Tout en étant flatté de la démarche de mon visiteur, j’étais très intrigué du sens de sa dernière phrase; il s’en aperçut, et, sans me donner le temps de lui répondre, il continua:

—Ah! j’oubliais de vous dire qui je suis; j’aurais dû commencer par là. Je me nomme Duhart, et je suis entrepreneur des succès du théâtre du Palais-Royal. A propos, ajouta-t-il, avez-vous été satisfait de l’entrée que je vous ai faite hier?

J’avoue que cette confidence m’ôta une douce illusion; j’avais cru ne devoir qu’à moi-même la réception qui m’avait été faite, et voilà que je ne savais plus quelle était au juste la part d’applaudissements que ma séance m’avait méritée. Néanmoins, je remerciai M. Duhart de sa bienveillance passée et de celle qu’il me promettait pour l’avenir.

Trois mois après, je ne pensais plus à cet incident, lorsqu’un jour où je devais donner une séance à la Porte-Saint-Martin, je vis arriver chez moi mon ami Duhart.

—Un seul mot, M. Houdin, me dit-il sans vouloir prendre la peine de s’asseoir, j’ai lu sur les affiches que vous jouez au bénéfice de Raucourt; j’ai été vous recommander à P... qui vous soignera.

Je fus soigné, en effet, car lorsque je parus en scène, on me fit une entrée digne des plus hautes célébrités artistiques. Il était facile de reconnaître une ovation chaudement recommandée. Cependant je dois dire que pour ces applaudissements comme pour tous ceux qui suivirent dans le cours de la soirée, je remarquai, à ma grande satisfaction, que le public, ainsi que l’on dit en langue romaine, portait coup, et que les bravos partant du parterre rayonnaient fort bien dans toute la salle.

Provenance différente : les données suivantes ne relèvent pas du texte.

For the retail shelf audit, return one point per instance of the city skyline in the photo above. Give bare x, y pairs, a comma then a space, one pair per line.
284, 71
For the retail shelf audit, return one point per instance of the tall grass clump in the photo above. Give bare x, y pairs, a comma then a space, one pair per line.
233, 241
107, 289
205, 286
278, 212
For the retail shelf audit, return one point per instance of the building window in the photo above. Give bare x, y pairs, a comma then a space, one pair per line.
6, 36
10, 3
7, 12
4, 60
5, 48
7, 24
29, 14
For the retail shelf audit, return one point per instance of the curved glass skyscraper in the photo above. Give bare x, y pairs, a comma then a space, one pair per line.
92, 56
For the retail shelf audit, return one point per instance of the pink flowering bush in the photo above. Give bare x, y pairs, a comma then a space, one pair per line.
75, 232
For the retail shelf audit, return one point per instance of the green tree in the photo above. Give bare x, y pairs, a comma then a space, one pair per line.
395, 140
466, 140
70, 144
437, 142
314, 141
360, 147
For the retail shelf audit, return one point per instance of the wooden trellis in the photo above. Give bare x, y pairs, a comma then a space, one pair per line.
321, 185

A quelques mois de là, à propos d’une représentation que je donnai au Gymnase, même visite de Duhart, même recommandation à son confrère, et même résultat. Enfin, il y eut peu de mes excursions hors de ma scène, auxquelles ne se soit intéressé mon protecteur reconnaissant.

Je dois le dire, je le laissais faire, et je n’y voyais aucun mal. Loin de là, ces encouragements étaient un stimulant pour moi: chaque fois je redoublais d’efforts pour les mériter.

Je me suis fait un plaisir de raconter ce trait, car il peint bien le caractère d’homme capable d’être aussi longtemps reconnaissant d’un peu de bien fait à une pauvre camarade de théâtre. Du reste, la représentation de l’Odéon fut la dernière où ce bon Duhart se dérangea pour moi. La révolution de février arriva quelques jours plus tard.